Temperature stability of coercivity in mischmetal-Fe-Co-B melt-spun ribbons

Coercivity temperature coefficient (beta) of the permanent magnet depends on its intrinsic magnetic properties and microstructure. In this paper, the relationship between beta and the temperature stabilities of magnetocrystalline anisotropy field (H-a) and saturation magnetization (M-s) as well as the microstructure is discussed. Regarding two concerned microstructural factors: grain size and grain boundary, coercivity thermal-stabilities of MM13.5Fe79.5B7 (MM-mischmetal: unseparated La-Ce-PrNd alloy) and MMxFe94-xB6 (x = 12, 13, 14, 15, 16, 19) melt-spun ribbons, respectively, are investigated.

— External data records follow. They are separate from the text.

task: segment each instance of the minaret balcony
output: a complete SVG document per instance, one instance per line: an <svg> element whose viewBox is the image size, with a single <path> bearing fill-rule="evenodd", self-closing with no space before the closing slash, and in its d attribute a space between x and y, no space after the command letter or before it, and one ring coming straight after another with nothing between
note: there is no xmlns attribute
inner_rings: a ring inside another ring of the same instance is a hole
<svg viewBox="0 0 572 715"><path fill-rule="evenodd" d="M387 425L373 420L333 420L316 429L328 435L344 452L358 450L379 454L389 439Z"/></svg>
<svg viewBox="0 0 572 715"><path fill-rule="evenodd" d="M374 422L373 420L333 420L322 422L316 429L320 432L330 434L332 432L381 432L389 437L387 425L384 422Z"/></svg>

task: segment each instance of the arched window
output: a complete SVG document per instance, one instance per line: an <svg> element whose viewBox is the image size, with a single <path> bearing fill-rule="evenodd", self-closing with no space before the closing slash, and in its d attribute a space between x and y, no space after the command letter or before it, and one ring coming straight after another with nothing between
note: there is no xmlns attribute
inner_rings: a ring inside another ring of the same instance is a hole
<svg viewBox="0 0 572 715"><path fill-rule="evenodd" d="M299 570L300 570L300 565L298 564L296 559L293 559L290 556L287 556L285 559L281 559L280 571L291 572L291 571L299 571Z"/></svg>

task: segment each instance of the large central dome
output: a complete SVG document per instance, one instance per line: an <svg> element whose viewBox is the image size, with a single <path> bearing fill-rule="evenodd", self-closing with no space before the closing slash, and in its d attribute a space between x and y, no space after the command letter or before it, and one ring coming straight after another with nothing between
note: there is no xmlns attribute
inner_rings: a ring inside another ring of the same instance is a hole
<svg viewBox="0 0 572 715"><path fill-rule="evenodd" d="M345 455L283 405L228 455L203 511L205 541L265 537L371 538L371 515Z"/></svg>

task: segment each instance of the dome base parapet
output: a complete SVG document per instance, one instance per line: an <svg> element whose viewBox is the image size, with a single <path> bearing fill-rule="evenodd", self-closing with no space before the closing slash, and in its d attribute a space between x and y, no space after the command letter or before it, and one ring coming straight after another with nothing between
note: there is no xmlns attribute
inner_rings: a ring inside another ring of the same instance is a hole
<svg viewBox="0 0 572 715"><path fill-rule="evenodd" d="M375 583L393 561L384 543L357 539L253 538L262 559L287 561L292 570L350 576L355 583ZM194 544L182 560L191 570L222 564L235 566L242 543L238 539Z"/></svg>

High beta values near the theoretical limit are obtained either by decreasing grain size or by reducingn MM percentage. In addition, coercivities above room temperature of MM13.5 Fe79.5-yCoyB7 (y = 0, 3, 6, 9, 12, 15) melt-spun ribbons are measured. The detailed influences of Co substitutions on beta are analyzed, and the weak temperature dependence of M-s is proved to the reason for the observed decrease of beta. These findings suggest that proper strategy to minimize local stray fields is the key to enhance coercivity thermal-stability of 2: 14: 1 structure magnet.